Understanding The Pros And Cons Of Share Repurchase Plans

By Mark Di Vincenzo. May 7th 2016

On Dec. 23, 2011, Apple’s stock price closed above $400 for the first time. On Feb. 13, it hit the $500 mark for the first time and it closed above $600 for the first time ahead of the mid-March release of the new iPad. The stock price peaked at $644 on April 10 before settling to around $600 since then.

With a market capitalization of $600 billion or so, Apple is the world’s most valuable company and has since announced that it will use some of its $98 billion pile of cash to buy back $10 billion of its shares over the next three years. Why would Apple do this? To make the company more valuable, of course. By decreasing the amount of shares that others own, the hope is that the value of those shares will rise.

A stock buyback program, also called a share repurchase plan, is a company’s desire to buy back its own shares from the marketplace in order to own more of its company’s stock.
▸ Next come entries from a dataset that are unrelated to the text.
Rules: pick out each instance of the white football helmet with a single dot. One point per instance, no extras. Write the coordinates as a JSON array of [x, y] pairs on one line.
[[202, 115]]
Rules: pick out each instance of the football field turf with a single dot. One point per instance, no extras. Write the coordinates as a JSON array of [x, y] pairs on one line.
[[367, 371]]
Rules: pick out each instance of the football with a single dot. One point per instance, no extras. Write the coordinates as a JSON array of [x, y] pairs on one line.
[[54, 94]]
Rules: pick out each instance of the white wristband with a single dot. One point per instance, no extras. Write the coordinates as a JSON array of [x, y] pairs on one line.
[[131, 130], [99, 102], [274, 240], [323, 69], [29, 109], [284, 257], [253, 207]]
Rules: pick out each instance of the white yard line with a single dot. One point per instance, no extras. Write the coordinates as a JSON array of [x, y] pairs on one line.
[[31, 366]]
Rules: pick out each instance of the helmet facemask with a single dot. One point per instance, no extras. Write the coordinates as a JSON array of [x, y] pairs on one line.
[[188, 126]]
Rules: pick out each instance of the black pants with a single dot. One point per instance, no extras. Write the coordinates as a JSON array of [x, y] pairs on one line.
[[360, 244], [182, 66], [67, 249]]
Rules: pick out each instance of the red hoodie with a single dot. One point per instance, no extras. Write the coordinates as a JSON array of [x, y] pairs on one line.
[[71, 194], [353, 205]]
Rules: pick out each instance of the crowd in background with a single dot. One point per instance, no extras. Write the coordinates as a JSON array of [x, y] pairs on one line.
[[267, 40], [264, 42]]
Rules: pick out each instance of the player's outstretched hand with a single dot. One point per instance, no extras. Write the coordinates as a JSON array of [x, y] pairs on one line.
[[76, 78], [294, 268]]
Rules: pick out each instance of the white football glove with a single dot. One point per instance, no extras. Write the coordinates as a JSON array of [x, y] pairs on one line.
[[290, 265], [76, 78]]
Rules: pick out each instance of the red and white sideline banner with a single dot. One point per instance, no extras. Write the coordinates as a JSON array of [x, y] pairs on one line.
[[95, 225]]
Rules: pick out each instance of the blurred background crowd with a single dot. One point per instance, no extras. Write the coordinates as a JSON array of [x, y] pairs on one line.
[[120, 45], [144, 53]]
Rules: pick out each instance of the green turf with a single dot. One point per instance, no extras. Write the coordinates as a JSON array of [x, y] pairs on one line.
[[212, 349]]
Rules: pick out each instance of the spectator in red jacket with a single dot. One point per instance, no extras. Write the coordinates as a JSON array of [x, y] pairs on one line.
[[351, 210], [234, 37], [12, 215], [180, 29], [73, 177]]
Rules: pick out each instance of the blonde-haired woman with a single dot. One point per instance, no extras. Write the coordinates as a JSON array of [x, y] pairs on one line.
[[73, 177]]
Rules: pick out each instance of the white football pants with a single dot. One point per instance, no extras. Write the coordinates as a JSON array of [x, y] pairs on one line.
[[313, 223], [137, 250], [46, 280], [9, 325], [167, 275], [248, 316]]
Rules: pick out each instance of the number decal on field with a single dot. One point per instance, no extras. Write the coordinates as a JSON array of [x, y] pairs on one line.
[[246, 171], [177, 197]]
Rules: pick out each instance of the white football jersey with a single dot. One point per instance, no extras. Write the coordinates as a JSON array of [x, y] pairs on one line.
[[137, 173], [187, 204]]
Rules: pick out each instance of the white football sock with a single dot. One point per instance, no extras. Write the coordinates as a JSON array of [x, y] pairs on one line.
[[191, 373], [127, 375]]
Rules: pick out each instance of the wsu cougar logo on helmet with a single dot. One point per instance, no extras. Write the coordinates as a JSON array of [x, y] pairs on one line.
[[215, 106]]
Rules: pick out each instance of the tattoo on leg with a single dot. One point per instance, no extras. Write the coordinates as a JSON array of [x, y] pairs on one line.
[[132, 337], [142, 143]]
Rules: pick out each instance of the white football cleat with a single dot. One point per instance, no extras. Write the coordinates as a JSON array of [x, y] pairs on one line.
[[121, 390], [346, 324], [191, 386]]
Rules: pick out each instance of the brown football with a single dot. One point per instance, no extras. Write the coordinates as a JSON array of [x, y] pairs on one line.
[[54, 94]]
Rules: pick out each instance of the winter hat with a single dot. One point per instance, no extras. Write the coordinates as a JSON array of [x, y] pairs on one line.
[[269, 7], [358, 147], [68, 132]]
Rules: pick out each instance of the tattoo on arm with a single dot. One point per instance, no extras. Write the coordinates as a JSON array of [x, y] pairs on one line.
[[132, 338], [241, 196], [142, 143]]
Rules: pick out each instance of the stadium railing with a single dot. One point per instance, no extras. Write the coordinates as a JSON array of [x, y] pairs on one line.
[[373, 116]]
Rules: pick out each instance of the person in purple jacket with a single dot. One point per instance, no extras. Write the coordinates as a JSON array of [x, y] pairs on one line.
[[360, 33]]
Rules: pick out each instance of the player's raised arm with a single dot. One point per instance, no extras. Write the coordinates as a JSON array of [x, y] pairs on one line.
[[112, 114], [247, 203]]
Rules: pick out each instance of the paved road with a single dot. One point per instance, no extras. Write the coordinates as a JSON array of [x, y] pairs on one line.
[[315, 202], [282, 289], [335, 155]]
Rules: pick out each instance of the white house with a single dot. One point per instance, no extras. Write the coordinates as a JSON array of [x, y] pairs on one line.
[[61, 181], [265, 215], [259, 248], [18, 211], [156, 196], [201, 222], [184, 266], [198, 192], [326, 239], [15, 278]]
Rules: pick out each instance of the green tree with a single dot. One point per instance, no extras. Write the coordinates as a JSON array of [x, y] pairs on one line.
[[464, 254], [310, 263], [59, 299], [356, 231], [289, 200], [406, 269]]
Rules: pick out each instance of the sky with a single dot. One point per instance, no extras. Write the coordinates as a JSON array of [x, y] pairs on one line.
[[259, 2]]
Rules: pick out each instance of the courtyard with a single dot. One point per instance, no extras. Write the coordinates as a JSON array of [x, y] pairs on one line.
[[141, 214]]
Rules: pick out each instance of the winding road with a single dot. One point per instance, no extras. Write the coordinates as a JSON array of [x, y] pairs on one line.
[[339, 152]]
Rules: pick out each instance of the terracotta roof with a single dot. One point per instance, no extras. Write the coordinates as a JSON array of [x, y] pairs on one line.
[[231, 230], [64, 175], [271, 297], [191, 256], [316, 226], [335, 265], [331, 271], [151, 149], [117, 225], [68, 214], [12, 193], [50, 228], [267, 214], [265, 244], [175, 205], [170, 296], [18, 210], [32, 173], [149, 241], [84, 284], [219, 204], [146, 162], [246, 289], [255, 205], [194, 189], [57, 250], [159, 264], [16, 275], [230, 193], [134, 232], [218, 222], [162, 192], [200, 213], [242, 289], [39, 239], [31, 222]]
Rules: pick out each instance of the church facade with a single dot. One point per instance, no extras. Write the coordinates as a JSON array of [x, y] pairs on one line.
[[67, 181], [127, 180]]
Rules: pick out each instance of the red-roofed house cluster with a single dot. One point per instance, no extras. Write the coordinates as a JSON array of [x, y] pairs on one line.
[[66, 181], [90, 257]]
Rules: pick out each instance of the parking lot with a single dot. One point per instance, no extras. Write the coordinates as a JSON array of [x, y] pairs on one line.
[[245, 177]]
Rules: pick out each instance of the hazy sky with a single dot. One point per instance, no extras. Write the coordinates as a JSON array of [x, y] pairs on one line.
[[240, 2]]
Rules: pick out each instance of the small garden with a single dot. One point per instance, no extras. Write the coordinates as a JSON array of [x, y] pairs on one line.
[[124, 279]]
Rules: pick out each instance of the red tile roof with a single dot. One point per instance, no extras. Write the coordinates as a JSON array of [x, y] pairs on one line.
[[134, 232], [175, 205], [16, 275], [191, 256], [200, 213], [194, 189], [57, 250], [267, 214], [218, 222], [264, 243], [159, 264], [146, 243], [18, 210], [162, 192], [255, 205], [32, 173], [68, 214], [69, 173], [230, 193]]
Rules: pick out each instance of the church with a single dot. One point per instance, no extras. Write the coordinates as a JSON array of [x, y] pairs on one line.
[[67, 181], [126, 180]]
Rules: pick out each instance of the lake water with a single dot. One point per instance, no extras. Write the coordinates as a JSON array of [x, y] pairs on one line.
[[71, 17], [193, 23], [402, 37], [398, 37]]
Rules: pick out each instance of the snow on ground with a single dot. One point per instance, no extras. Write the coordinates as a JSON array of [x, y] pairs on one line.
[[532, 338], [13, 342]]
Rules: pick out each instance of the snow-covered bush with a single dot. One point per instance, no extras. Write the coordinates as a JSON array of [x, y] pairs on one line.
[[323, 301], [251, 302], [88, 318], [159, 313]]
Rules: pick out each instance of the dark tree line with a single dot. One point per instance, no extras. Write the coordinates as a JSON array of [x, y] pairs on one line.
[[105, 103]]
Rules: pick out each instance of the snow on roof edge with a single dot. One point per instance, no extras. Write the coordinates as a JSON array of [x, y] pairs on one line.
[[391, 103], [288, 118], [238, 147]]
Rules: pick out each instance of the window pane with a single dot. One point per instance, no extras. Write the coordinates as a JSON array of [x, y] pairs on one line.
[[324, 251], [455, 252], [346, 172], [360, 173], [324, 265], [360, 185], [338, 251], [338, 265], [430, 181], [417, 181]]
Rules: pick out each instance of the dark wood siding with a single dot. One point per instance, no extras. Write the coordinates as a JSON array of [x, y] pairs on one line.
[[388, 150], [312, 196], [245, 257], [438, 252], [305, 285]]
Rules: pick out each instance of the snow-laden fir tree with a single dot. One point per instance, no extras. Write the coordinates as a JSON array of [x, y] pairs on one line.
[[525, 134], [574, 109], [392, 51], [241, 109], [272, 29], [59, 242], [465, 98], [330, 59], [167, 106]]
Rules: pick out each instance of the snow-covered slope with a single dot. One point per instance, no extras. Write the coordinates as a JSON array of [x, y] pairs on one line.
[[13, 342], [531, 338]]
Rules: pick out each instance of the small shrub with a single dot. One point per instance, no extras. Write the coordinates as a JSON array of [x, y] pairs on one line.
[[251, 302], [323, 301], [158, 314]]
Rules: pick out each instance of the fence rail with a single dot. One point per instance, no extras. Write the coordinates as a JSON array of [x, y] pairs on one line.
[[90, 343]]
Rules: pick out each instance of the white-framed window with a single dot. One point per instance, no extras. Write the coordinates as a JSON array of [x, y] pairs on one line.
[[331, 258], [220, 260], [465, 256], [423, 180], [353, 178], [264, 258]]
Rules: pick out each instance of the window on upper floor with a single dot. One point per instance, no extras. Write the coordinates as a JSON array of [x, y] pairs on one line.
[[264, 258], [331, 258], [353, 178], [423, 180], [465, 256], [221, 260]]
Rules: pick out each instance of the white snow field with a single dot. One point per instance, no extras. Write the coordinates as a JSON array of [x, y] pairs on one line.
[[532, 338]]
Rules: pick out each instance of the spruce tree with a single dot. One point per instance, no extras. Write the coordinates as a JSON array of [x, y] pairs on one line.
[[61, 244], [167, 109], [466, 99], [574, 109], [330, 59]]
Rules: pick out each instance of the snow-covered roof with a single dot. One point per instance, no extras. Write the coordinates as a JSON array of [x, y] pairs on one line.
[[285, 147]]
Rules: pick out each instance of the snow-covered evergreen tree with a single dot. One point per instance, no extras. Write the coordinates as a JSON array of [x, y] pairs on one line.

Stock buybacks can happen two ways: through a tender offer or through the open market. A tender offer program will spell out exactly how many shares the company will buy back as well as what price the company will pay for those shares. If the company uses the open market, then it does what any investor would do: it buys shares at the price available on the open market. Most companies opt to buy on the open market so they are not locked in to a price that at some point they may not want to pay.

To say that a company wants to buy back their stock to increase the value of its shares is accurate, but there often are other motives which companies may never reveal. Buybacks often are depicted as a win-win for companies and investors, but in recent years some question whether companies should spend their money this way. The debate has been revived by Apple’s buyback announcement. Its founder, Steve Jobs, who died last year, made it clear that he thought it was a bad idea, but Tim Cook, Jobs’ successor, disagreed.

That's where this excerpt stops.